The kidney is the classic target organ for hyperuricemia. Kidney damage can occur in four clinical and morphological variants: chronic tubulointerstitial nephritis, urate nephrolithiasis and acute uric acid nephropathy (renal acute kidney injury due to intratubular obstruction by uric acid crystals with rapid and abundant formation of uric acid, most often observed during the treatment of malignant neoplasms and increased protein catabolism) and immune complex glomerulonephritis [3,6,9]. According to various studies, kidney damage can occur in 25-75% of cases of gout, while significant dysfunction develops in 40% of cases [9].
In rheumatoid arthritis, kidney damage has a different genesis. What matters is the activity of the disease with a high level of proteins in the acute phase of inflammation and a long duration of the disease. The development of CKD in RA is significantly more common compared to the general population.
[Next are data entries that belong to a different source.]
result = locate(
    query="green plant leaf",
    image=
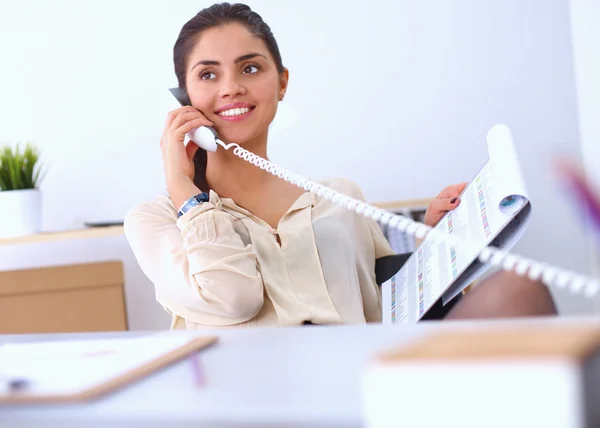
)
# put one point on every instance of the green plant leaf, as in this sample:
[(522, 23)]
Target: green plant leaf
[(20, 169)]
According to various studies, the incidence of CKD ranges from 20 to 45% [12]. Among the types of kidney damage in RA, the most common amyloidosis with the gradual development of nephrotic syndrome and steadily increasing renal failure, various types of glomerulonephritis (membranous or membranous-proliferative) and glomerulonephritis as part of rheumatoid vasculitis, NSAID-associated tubulointerstitial nephritis, nephroangiosclerosis and fibrosis as an outcome are distinguished. arterial hypertension, concomitant diabetes mellitus [11].
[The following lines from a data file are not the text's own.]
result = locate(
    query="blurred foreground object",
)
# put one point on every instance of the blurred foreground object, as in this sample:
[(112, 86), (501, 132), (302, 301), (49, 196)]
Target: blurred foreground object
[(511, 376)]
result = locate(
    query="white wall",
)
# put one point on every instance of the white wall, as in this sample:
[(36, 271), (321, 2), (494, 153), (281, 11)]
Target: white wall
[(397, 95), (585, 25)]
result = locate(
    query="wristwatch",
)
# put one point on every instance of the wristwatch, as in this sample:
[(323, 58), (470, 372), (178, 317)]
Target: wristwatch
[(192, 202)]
Kidney damage in systemic connective tissue diseases (systemic lupus erythematosus, systemic vasculitis, thrombotic microangiopathy, antiphospholipid syndrome) has its own clinical, morphological and pathogenetic features of damage to the glomeruli and interstitium. Scleroderma kidney is characterized by the development of occlusive and thrombotic vasculopathy. Progressive immunoinflammatory changes in the kidneys during systemic diseases naturally lead to deterioration of kidney function and the development of end-stage renal failure (ESRD). The prognosis for 10-year renal survival with active pathogenetic therapy of systemic diseases, according to various authors, ranges from 28 to 52% [13]. The importance of identifying kidney damage in rheumatic diseases is due to the steady progression of renal pathology in the absence of adequate treatment, while at the same time nephroprotective therapy can prevent a further decrease in renal filtration.

2. Conclusions

The use of NSAIDs is steadily increasing in various fields of medicine, and therefore it is important to increase awareness of physicians and pharmacists regarding the risk of developing NSAID-associated renal side effects.